Although hashtag feminism may seem like an attractive way to promote our social justice activism in an age where we are so connected to social media, we must approach it with the same care and consideration as any other social justice campaign. It is empowering to be able to reach thousands, across the globe, with our messages, by simply using the hashtag. However, this international reach must not simply reinforce the current power systems in place by replicating them. We must actively remain engaged in the practice of questioning our feminisms: Who is benefitting? Who is being silenced? How does hashtag activism translate into enacting political change? Is it commodifying important concepts and theories, such as feminism, or is it promoting understanding, and awareness of complicated issues?
Digital Feminism for South Sudanese
#SouthSudanSurvivors is the first hashtag created by South Sudanese women, especially, in the diaspora in June 2020 to highlight their experiences with sexual harassment, sexual abuse, and sexual assault, especially ones perpetuated by South Sudanese men. While sexual harassment, abuse, and assault have encompassed and destroyed our communities and societies, speaking out against such violent acts has always been deemed taboo.
Digital feminism faces two challenges in the South Sudanese context. The first has to do with the long history of the war in the country. During the liberation struggles in which South Sudan fought long and hard to become a sovereign nation, there was a hierarchy of oppression created. It was viewed that the fight for gender rights was not an imminent threat, and that people should focus first and foremost on liberating the country for all before we could think about the struggle for gender and sexual rights. This created a hierarchy of oppressions.
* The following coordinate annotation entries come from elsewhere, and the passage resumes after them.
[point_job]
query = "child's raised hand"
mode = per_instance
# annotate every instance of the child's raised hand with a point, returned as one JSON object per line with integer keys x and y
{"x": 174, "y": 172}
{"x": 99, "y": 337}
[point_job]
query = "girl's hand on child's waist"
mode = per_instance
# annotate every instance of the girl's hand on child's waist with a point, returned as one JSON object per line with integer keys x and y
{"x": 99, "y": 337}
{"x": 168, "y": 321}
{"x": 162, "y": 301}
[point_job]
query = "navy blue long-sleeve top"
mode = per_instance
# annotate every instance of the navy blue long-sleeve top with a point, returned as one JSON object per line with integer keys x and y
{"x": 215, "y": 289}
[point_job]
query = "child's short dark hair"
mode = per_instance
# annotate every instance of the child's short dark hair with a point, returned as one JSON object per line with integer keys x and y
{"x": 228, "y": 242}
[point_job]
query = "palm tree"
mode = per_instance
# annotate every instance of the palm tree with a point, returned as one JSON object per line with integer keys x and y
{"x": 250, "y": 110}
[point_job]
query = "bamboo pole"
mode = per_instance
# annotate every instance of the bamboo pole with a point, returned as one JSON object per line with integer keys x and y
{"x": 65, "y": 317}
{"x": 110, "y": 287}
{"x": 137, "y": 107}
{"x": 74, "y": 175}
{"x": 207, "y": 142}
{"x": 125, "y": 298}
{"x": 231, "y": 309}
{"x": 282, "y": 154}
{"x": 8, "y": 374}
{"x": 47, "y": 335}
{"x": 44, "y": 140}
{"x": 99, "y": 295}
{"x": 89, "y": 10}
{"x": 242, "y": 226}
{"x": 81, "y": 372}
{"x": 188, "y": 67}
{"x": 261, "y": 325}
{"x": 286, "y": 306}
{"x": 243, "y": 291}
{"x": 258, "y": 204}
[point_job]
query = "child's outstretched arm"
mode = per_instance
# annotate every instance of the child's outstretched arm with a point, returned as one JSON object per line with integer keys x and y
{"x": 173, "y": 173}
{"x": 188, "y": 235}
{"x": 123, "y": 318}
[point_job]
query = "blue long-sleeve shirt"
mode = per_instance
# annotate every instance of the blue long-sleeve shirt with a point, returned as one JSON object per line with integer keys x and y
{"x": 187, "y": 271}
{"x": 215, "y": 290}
This is problematic because we know all forms of oppression are intertwined and we could never weigh and compare one form of oppression to another. The aftermath of this is that now that the country has been politically liberated from Sudan, the feminist fight is now viewed as a foreign concept, especially when those who are practicing come from the diaspora. Had feminism been incorporated into the blueprint of our liberation struggle, we would be in a different place currently: socially, emotionally, and politically.
Next, as a new country with high poverty rates, digital feminism may be viewed as a form of luxury activism because technology itself in the country is a luxury. The high rates of internet costs coupled with expensive prices of smartphones, laptops, cameras, and other forms of technologies build a strong barrier to access. It further means that a portion of the population is excluded when technology, should ideally be accessible to everyone.
The fight for feminism digitally for South Sudanese has ushered in a new wave of young and new activists and planforms to highlight the specific and unique ways in which South Sudanese encounter and combat patriarchy in their everyday lives. This setback only reaffirms the need for a stronger and multifaceted approach to be employed. It also ushers in the idea that digital feminism needs to be coupled with other forms of feminism to yield successful results. One solution would be to go to legislators and members of parliament to draft bills that instruct telecommunication companies to ensure access to technology is affordable. Moreover, it means that feminists need to further interrogate structural and material conditions that inhibit access to technology for all.
All of this goes to say that digital feminism has its place and its value, but just as we are aware of its benefits, we must also remain acutely aware of its potential consequences.